Após o ataque na aldeia de Wek, no norte do estado de Jonglei, no dia 11 de janeiro, PCI  retirou, de avião, 13 pacientes, a maioria mulheres e crianças, que precisavam de cirurgias urgentes e os levou para o hospital da organização em Nasir. Anteriormente, em agosto de 2011, um ataque na cidade de Pieri e em aldeias próximas, havia deixado milhares de mortos. Nos últimos seis meses, 185 pacientes gravemente feridos
receberam ajuda de equipas de  PCI. “Nós estamos observando um ciclo de ataques em toda esta área ao norte do estado. “Para a população civil desta região do Sudão do Sul, o medo de ter de abandonar sua casa ou de ser assassinado é muito real.”

Uma característica recorrente nos ataques em Jonglei é a extrema violência. Uma mulher, ferida a tiros e atendida por equipas de PCI , disse que havia fugido para a mata com seu marido, filhos e outros 15 familiares. Após correr por mais de onze horas, eles foram encontrados por um grupo de homens armados que simplesmente abriram fogo. “Nós nos separamos. Eles acertaram minha coxa e o meu bebé, que estava nas minhas costas. Eu tentei me esconder na grama alta, mas, como o meu bebé estava chorando, eles me encontraram. Eles começaram a
bater na minha filha até ela ficar quieta. Eles foram embora porque acharam que estávamos mortos”. O filho desta mulher levou um tiro no peito, mas felizmente sobreviveu após ser atendido pelas equipes de PCI .

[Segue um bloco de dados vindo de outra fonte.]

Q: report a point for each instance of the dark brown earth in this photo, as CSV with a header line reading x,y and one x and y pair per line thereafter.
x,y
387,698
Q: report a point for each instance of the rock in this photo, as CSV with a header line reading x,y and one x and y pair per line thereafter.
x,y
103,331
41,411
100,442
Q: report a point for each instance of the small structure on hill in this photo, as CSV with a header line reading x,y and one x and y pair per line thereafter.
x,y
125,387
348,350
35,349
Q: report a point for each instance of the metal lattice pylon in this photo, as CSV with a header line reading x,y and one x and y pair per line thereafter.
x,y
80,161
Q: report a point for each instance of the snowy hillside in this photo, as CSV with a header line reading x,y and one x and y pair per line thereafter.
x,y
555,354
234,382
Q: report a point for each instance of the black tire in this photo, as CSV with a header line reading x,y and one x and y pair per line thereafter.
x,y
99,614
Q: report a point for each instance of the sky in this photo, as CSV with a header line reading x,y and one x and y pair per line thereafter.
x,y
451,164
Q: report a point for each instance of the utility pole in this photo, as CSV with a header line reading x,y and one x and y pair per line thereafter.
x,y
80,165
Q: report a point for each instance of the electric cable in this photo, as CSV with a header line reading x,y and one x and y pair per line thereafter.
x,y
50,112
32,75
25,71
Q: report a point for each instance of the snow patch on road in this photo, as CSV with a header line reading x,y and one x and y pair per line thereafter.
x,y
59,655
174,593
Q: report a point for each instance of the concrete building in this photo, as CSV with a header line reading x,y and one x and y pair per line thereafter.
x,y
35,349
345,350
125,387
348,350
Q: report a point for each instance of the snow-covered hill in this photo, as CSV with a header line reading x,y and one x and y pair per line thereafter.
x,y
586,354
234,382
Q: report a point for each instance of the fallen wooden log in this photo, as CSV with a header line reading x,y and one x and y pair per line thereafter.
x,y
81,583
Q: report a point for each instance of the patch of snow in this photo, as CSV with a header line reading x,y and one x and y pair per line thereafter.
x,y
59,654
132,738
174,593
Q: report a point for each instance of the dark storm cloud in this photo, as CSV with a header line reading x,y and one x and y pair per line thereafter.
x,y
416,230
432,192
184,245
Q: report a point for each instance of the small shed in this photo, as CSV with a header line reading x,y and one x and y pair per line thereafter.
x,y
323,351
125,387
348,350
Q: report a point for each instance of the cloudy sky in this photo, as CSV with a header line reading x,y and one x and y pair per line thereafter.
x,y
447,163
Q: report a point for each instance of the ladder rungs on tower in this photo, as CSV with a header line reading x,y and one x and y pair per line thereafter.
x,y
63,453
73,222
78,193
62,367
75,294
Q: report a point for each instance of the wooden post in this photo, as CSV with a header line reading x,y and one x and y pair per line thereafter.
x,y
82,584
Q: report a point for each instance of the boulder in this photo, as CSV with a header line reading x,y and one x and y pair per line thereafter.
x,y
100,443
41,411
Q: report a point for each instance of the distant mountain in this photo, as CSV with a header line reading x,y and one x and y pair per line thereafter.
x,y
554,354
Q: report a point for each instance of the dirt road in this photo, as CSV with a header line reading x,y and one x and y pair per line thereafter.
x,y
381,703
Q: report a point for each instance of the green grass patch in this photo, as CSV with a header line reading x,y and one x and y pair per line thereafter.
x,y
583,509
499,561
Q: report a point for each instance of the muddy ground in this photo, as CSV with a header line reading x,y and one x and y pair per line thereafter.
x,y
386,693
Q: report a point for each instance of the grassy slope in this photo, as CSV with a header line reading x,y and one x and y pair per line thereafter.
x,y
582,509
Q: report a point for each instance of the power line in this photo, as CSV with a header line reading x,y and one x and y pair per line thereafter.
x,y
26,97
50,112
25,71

PCI  está seriamente preocupada com a saúde e o bem-estar da população civil que teve que fugir. Essas pessoas estão se escondendo na mata, com pouco ou nenhum abrigo e acesso limitado a alimentos, portanto mais susceptíveis a doenças. E quando eles voltam para casa, é comum encontrarem apenas cinzas onde suas casas costumavam ficar.Lekwongole, uma aldeia no norte da cidade de Pibor, onde PCI tem uma clínica, praticamente não existe mais, e tudo que restou da clínica no local são o piso e as paredes de concreto. “As pessoas me contaram que durante o dia elas se aventuram a sair de seus esconderijos em busca de alimento ou de cuidados médicos. Mas à noite eles voltam a se esconder na mata, onde correm um risco ainda maior de contrair malária ou infecções respiratórias”. Em Pibor, aproximadamente metade das consultas realizadas desde o dia 7 de Janeiro foram casos de malária.

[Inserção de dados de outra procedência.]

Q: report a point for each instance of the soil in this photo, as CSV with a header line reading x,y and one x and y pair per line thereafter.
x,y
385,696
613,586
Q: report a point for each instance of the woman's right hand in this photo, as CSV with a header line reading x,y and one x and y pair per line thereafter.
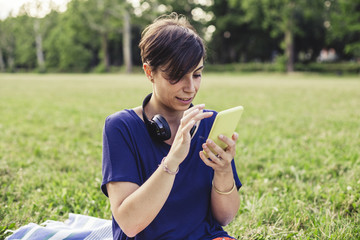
x,y
181,144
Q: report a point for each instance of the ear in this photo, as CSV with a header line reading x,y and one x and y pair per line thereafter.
x,y
148,72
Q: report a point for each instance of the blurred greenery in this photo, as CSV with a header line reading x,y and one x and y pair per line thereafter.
x,y
95,35
297,154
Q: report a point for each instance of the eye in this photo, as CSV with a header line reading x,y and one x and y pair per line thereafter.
x,y
197,75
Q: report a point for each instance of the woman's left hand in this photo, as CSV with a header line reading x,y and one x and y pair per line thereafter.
x,y
220,161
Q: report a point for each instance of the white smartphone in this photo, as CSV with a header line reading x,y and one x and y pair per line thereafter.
x,y
225,123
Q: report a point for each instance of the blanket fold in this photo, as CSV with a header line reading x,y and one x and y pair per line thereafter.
x,y
76,227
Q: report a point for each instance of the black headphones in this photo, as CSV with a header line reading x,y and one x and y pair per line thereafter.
x,y
158,127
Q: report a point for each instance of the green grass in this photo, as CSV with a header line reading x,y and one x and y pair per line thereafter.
x,y
297,156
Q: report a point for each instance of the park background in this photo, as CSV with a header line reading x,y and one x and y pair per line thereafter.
x,y
293,65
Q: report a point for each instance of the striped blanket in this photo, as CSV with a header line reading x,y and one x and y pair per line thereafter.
x,y
76,227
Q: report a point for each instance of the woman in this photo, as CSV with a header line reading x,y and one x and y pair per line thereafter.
x,y
158,180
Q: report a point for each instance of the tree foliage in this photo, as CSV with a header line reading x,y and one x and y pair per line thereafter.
x,y
94,35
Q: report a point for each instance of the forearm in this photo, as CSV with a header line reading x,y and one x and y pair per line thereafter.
x,y
224,206
140,208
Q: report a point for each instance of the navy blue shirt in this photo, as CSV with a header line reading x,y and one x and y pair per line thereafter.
x,y
131,155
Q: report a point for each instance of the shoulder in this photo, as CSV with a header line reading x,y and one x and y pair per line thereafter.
x,y
120,119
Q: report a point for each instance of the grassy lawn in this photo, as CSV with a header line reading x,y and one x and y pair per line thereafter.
x,y
298,155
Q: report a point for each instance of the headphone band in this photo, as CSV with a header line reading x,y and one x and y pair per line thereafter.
x,y
157,127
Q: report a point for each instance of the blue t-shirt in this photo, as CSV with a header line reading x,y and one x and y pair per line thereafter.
x,y
131,155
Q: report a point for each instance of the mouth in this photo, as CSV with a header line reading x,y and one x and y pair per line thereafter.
x,y
185,100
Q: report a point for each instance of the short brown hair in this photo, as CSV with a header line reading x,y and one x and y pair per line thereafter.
x,y
172,44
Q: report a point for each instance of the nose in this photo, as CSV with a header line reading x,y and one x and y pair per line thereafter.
x,y
189,84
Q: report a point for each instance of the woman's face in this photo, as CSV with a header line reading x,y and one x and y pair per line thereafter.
x,y
178,96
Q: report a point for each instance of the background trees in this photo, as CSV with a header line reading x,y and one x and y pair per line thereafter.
x,y
96,35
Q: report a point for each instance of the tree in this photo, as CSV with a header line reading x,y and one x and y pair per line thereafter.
x,y
343,25
239,35
7,42
106,17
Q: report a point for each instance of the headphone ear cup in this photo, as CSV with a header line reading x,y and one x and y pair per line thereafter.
x,y
161,128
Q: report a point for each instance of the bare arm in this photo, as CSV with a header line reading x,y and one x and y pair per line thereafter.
x,y
225,200
135,207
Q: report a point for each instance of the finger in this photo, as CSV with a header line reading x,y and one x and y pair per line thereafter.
x,y
207,161
186,129
235,136
229,142
186,118
199,107
214,158
196,115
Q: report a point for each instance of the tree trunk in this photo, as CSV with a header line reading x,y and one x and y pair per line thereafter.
x,y
127,42
2,64
105,52
289,50
39,48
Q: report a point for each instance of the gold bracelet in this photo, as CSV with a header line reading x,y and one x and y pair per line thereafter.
x,y
166,169
224,193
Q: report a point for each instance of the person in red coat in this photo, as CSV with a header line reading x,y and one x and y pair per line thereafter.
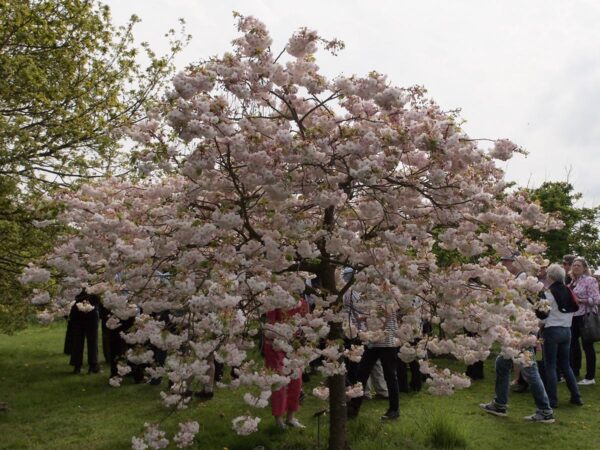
x,y
285,401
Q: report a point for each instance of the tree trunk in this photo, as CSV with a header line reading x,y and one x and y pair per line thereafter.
x,y
337,412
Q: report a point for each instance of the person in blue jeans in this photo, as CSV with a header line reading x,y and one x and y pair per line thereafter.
x,y
557,336
504,366
499,405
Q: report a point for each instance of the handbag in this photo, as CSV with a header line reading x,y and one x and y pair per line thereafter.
x,y
590,327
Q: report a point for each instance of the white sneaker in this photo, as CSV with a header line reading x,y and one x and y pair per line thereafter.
x,y
295,423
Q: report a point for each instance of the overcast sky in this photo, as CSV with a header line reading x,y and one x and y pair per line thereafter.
x,y
524,70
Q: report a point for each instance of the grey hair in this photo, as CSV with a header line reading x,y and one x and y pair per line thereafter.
x,y
556,273
581,259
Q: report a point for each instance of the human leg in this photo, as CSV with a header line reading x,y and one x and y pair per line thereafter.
x,y
575,348
532,376
552,337
402,375
503,369
91,334
77,345
367,361
389,358
274,360
590,360
565,368
378,380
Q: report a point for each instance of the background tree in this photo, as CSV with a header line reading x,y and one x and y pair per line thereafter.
x,y
264,173
580,234
69,82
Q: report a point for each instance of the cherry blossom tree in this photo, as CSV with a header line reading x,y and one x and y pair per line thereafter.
x,y
261,172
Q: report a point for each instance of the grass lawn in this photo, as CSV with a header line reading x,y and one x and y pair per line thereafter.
x,y
50,408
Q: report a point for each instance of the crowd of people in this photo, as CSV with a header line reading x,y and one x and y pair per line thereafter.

Um padrão muito preocupante está se evidenciando no Sudão do Sul, onde as pessoas – e seus já escassos recursos – estão sendo deliberadamente alvejadas por todos os grupos armados envolvidos nos conflitos internos. Hospitais, clínicas e fontes de água também são alvos desta violência, o que sugere que a táctica destes grupos é privar as pessoas dos cuidados essenciais de sobrevivência exactamente
quando elas mais precisam, que é quando fogem para a mata ,o mais preocupante da situação é que a população civil está sendo alvejada. “Após esses ataques, muitas mulheres e crianças que levaram tiros, ou que foram esfaqueadas ou espancadas, estão procurando PCI . Elas acham que estão seguras escondidas na mata, mas, pelo visto, fugir não é o suficiente.”

“Encarando a realidade: a crise na saúde se agrava à medida que a violência aumenta no sul do Sudão”, lançado em Dezembro  PCI documentou o crescimento da violência interna nos estados de Jonglei e do Alto Nilo, bem como seu impacto na população civil. A situação ainda não melhorou. Nos últimos seis meses, a organização já tratou mais de 250 pacientes vítimas da violência apenas no estado de Jonglei. A maioria, mulheres e crianças.